No matter what Sichuan people eat, they have to put some pepper. It's only hot and shush that makes them good. Clams are no exception.
Step1:Add a little salt and oil to the clear water. Stir well and soak the clam. Spit out the san
Step2:Ginger, pepper and garlic are all extracted from the pickle jar. There is no way to use chopped peppers to replace them
Step3:Put it into the Dongling meat grinder for mincin
Step4:Boil the clam in the water in a small pot, and then pour it in. Cook until it's slightly open and take out
Step5:Clean the sand. It's a little boring. But it tastes good
Step6:Put oil in the pot and saute the chopped peppers. Add the scallion and Pixian bean past
Step7:Add 1 scoop oyster sauce. Stir wel
Step8:Add clams. Stir wel
Step9:Pour cooking wine along the edge of the po
Step10:It's salty to put some sugar, stir fry evenly, chop pepper and bean paste. The salt and soy sauce are not put in. Let's add them according to the situation.

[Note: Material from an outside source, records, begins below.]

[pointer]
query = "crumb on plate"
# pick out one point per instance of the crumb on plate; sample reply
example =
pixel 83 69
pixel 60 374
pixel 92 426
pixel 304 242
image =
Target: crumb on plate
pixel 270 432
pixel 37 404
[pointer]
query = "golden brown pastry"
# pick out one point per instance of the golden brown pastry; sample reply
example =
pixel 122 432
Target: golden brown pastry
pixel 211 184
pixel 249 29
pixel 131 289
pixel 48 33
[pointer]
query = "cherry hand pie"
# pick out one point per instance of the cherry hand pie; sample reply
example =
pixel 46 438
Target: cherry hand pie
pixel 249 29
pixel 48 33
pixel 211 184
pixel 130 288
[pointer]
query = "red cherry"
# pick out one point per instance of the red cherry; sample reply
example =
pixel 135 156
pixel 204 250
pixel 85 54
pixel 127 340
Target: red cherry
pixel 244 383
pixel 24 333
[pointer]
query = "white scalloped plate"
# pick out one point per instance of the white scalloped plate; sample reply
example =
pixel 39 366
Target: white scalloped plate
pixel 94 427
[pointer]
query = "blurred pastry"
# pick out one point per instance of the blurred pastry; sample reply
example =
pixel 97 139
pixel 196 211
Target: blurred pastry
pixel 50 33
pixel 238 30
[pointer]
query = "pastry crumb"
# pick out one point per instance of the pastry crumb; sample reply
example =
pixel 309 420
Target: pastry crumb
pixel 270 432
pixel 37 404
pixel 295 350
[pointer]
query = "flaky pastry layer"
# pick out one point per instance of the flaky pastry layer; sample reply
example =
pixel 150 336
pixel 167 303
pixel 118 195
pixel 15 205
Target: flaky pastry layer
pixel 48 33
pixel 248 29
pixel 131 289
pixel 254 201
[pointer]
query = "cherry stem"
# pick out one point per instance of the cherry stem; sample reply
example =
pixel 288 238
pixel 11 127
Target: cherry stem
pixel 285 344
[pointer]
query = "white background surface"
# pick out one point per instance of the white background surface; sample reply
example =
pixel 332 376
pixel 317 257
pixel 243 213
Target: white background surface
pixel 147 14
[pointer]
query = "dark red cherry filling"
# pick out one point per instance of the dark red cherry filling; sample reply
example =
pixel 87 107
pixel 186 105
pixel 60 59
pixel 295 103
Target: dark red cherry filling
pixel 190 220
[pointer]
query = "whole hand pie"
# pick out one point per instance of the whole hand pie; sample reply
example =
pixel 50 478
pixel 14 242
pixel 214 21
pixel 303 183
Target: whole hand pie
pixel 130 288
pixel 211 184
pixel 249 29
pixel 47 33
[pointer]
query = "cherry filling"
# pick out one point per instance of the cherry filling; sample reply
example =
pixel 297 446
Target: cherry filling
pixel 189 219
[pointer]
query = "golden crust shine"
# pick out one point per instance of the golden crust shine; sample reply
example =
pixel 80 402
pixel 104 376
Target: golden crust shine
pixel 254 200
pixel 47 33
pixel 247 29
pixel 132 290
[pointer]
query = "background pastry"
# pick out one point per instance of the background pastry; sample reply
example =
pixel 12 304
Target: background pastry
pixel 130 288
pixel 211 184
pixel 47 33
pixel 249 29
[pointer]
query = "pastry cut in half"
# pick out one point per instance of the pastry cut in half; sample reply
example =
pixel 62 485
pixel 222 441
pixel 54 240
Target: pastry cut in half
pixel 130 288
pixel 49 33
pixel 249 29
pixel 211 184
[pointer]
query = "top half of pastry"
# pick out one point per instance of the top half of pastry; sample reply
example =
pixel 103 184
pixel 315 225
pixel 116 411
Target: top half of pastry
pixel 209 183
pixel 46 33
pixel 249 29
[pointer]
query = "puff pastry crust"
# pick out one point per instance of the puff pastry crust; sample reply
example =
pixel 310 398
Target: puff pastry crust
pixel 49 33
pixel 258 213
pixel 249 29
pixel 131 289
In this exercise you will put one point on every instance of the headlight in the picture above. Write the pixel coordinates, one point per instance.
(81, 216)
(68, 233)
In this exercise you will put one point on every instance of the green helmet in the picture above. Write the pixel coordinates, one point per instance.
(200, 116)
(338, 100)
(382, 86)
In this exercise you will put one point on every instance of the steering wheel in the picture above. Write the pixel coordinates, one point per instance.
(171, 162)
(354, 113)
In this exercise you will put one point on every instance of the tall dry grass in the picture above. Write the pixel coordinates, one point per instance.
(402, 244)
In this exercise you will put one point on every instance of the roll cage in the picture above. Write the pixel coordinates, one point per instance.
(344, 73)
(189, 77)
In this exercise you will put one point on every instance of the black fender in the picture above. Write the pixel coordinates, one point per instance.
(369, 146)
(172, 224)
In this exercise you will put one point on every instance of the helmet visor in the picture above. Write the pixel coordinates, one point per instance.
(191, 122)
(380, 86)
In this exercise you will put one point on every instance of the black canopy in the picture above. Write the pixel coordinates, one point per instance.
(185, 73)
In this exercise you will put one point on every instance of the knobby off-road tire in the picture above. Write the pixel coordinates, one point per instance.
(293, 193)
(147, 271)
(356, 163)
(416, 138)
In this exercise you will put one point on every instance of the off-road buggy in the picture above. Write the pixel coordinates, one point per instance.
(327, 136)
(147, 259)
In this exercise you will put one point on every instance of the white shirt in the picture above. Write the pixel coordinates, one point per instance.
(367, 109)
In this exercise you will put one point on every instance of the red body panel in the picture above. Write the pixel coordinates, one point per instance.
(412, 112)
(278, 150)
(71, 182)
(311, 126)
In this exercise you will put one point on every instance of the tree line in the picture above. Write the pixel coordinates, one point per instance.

Step11:Before leaving the pot, a little water starch will be used to thicken the sauce. This will wrap the sauce and make it more delicious.
Step12:Dish and open.
Step13:It's so hot. It's very enjoyable.
Step14:One at a time. The rhythm that can't stop.
Cooking tips:1. Cook until the mouth is slightly opened. Then wash the sand. It's troublesome. But the taste is excellent. There's no sand at all. 2. There is no pickled peppers. It's OK to chop peppers. Salt, raw soy sauce and put them according to the situation. 3. Shuidian powder can wrap the sauce. Every mouthful is very enjoyable. There are skills in making delicious dishes.